On Tuesday, August 15, the Canadian Real Estate Association (CREA) released its national housing statistics for the month of July 2023. Below, CREA’s Senior Economist Shaun Cathcart provides an update on the current state of housing markets in Canada and explains what the data means for members:
The dog days of summer. Lots of people on vacation, not really paying much attention to the news, and that’s OK because there wasn’t much excitement in the July housing numbers.
Home sales levelled off in July, but we’ve seen that coming for a couple of months now. New listings are still rising rapidly. Given that we were at a 20-year low in April, though, it’s a good thing that they’ve normalized so quickly. Prices have arguably been rising too fast in recent months.
We saw 2% month-over-month price growth in April, May, and June, which is a lot. For a back of the envelope calculation, multiply 2% per month by 12 months to see the road to having another uncomfortably large year-over-year increase. The good news is that with markets becoming more balanced, that price gain was cut in half at an increase of just 1.1% in July.
I wrote last month about a summer slowdown in the market, and I think August sales will be down again from July. I suspect this will be in response to the Bank of Canada’s mid-July rate hike and messaging regarding above-target inflation for longer than previously expected.
We’re probably looking at another round of “back to the sidelines” for some buyers until there’s a higher level of certainty around interest rates.
New listings may continue to rise though perhaps not as fast. That said, keep an eye on this metric for signs that more people might be divesting from properties they feel they can no longer afford given current interest rates. Not a big feature of the market right now, but let’s keep an eye on it.

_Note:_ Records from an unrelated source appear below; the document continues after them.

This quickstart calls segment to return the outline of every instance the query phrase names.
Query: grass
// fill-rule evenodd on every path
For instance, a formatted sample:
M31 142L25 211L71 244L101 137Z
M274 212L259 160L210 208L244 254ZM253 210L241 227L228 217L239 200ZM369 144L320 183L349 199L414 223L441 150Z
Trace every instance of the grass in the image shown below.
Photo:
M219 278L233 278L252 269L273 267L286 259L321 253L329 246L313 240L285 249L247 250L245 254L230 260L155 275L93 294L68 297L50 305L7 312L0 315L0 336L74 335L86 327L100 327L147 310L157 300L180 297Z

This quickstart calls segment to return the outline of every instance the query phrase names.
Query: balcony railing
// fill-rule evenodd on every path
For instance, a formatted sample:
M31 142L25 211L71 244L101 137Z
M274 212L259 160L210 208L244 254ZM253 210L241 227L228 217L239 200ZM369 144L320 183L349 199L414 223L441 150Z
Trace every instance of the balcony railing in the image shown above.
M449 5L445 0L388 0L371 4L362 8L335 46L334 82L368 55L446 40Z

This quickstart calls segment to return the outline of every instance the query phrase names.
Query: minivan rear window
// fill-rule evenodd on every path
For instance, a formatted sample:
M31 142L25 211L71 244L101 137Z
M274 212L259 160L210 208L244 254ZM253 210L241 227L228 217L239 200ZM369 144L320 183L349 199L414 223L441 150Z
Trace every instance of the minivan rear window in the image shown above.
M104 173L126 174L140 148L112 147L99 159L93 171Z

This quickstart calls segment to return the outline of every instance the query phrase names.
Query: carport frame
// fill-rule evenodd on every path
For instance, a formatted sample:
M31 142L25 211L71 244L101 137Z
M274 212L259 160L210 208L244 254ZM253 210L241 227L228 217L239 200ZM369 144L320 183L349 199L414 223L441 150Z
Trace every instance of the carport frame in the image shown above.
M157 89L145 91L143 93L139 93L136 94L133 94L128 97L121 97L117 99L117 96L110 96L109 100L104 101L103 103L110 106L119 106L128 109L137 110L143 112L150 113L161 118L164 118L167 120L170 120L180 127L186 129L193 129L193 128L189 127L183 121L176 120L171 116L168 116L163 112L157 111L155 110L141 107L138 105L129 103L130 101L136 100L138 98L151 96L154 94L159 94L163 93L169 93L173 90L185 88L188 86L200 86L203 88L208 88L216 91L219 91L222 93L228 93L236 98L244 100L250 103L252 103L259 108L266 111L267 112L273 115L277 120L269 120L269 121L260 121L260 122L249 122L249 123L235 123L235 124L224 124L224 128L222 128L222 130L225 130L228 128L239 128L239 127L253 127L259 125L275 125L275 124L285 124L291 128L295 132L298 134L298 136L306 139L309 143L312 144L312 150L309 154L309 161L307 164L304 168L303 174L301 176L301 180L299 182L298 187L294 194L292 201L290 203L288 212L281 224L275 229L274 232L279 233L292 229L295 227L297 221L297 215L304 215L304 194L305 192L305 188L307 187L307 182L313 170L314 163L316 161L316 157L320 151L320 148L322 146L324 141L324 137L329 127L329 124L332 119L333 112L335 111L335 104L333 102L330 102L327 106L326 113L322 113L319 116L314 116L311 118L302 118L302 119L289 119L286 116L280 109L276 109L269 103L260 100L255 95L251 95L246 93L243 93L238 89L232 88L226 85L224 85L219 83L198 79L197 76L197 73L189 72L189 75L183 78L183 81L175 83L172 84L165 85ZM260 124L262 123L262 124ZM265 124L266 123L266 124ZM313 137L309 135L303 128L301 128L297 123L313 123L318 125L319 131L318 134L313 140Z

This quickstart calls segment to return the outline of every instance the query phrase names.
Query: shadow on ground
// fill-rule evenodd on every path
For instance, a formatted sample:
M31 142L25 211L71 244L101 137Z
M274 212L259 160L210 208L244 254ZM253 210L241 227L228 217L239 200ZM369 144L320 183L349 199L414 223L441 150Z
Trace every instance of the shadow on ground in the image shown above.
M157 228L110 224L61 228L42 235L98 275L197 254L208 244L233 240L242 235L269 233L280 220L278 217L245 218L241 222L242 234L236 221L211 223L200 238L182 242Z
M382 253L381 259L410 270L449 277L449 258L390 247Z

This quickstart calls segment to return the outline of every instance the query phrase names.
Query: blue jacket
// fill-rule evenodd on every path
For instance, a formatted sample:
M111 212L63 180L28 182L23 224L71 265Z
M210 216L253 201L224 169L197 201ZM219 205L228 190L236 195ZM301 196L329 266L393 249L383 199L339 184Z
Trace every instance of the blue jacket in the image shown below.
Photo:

For now, we’re probably going to end up with a fairly middle ground sales-to-new listings ratio. That means price growth could moderate slightly more, but with the overall stock of active listings still very low I think prices will continue to tick higher, or at least not fall.
What happens beyond the next few months will depend on the outlook for interest rates. Uncertainty may keep sales lower for a time but, ultimately, demand for housing in Canada is still massive relative to supply.
In July, the Bank of Canada said it expects inflation to be stuck in the 3% year-over-year range until next summer before returning to the 2% target by mid-2025.
Some saw this as a hawkish statement but I’m not sure. The Bank had previously said 3% year-over-year inflation was not good enough for them. So, in saying it will get stuck in the 3% year-over-year range until next summer are they not, in fact, saying they are going to let it stay there longer by not attacking it with any more rate hikes?
If so, it’s a different type of messaging from the Bank. I think we’ll probably get some more clarity on that in September.
One thing to note about the last year-and-a-half of rate hikes is that real interest rates only turned positive (that’s when the Bank of Canada’s overnight rate is higher than year-over-year inflation) within the last few months.
So, we may see the impact of all that policy tightening, which has been lagging, start to really bite later this year. The Bank of Canada’s Governing Council discussed this in advance of their most recent decision.
As much as the bank has worried about under-tightening interest rates all along (they do not want a repeat of the 1970s), the prospect of over-tightening is also now front and centre.
The forecast is currently predicting a smooth two-year long cruise back to normal for inflation, typical for a forecast; but that type of thing almost never plays out in real life.
It’s been said that “all forecasts are wrong, but some are useful.” I guess for now the usefulness of the Bank of Canada’s most recent forecast is that they’re becoming increasingly skittish about having to raise rates any further.
The next Bank of Canada policy decision and announcement is on September 6. Grab your popcorn.